Mas as memórias mais antigas da celebração do 31 de Janeiro e do 5 de Outubro, nesta cidade do Porto, durante os anos escuros do salazarismo, ouvi-as ao ritmo do desfiar das lembranças desses velhos oposicionistas, nas conversas com que entretínhamos o fim de tarde, no escritório.
E a vontade que aí exprimiam, sempre replicada nas romagens ao cemitério por ocasião do 31 de Janeiro, já após a Revolução de Abril, era a de transmitir às jovens gerações essa luz que os iluminava por dentro, a luz da liberdade.
Já então essas comemorações rituais eram mais o lugar de figuras graves e grisalhas do que de gente nova.
2 – Essa vontade de transmitir aos novos o fogo sagrado, sejamos francos, nunca teve grande sucesso.
A mim, como creio que a todos os jovens que então tinham a minha idade, sempre me pareceram coisa distante e alheia, essas datas que marcaram, do ponto de vista simbólico, os tradicionais festejos republicanos do Porto: o 5 de Outubro celebrava a implantação da República, que foi em 1910 – há mais de 100 anos; e o 31 de Janeiro é ainda mais antigo: 1891, em reacção contra o Ultimato inglês, de 1890.
Aos olhos de um jovem, como eu era em meados da década de 70 do século passado, o que haviam de parecer essas datas, todavia decerto veneráveis, da nossa história recente, senão uma arqueologia?
Mesmo as figuras da velha Oposição republicana do Porto, que acima referi, não eram contemporâneas delas, mas muito posteriores.
Tinham, no entanto, recebido o legado cívico da exaltação republicana de outros e anteriores honrados cidadãos do Porto, de “bons cidadãos do lugar”, como Mem Verdial, Eduardo Santos Silva, Veloso de Pinho, José Régio …
E tinham a luta contra a ditadura a motivá-los.
3 - O Dr. Manuel Coelho dos Santos faleceu há cerca de 3 anos. E passei a ser eu o advogado mais velho do escritório.

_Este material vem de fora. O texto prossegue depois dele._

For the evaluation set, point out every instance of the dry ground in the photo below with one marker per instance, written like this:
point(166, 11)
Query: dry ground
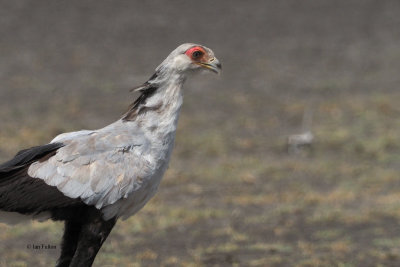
point(233, 196)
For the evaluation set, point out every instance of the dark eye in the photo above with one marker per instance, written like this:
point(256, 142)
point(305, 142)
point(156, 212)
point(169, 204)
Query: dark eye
point(196, 54)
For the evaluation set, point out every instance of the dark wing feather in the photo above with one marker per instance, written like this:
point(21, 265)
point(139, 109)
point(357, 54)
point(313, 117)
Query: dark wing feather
point(21, 193)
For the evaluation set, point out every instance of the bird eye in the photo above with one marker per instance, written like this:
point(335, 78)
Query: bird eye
point(196, 54)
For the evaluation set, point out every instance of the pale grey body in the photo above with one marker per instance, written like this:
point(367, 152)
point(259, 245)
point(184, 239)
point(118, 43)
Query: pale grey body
point(118, 168)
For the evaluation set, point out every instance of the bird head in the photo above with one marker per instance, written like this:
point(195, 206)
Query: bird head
point(189, 57)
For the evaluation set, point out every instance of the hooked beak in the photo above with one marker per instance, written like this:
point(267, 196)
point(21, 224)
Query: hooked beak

Este ano, no dia 25 de Abril, lá fui, de cravo ao peito, desde o Largo Soares dos Reis, onde era a sede da PIDE – e onde, mesmo antes do 25 de Abril, se homenageavam os vencidos do 31 de Janeiro, cujo memorial se encontra no Cemitério do Prado do Repouso, vizinho da ex-PIDE -, até à Avenida dos Aliados, na Baixa da cidade.
E dei comigo a pensar que se passa hoje o que se passava há 30 anos: quem seguia na manifestação eram velhos como eu; e jovens, só as escassas dúzias arregimentadas por fidelidades partidárias.
Quem tenha menos de 55 anos, não tem senão uma vaga ideia do que era o País antes de Abril.
Não sabe, desse saber de experiência feita, o que era querer votar e não poder fazê-lo; falar livremente sem ter que olhar para o lado, a ver quem estava a ouvir; reunir com amigos e poder ser preso …
Não sente, à própria flor da pele, a diferença entre dois mundos …
É por essa razão que grande parte dos jovens eleitores não vai sequer votar.
Tudo é dado como garantido: a liberdade, a segurança, os direitos, não é preciso lutar por eles.
Que sentido faz alertar para os perigos que sempre nos espreitam essas certezas, se quem queremos alertar não os sente como ameaças?
Por mim falo: que tento sem sucesso converter às virtudes do sistema que nos rege, por contraponto àquele em que vivi 20 anos, a gente nova que conheço.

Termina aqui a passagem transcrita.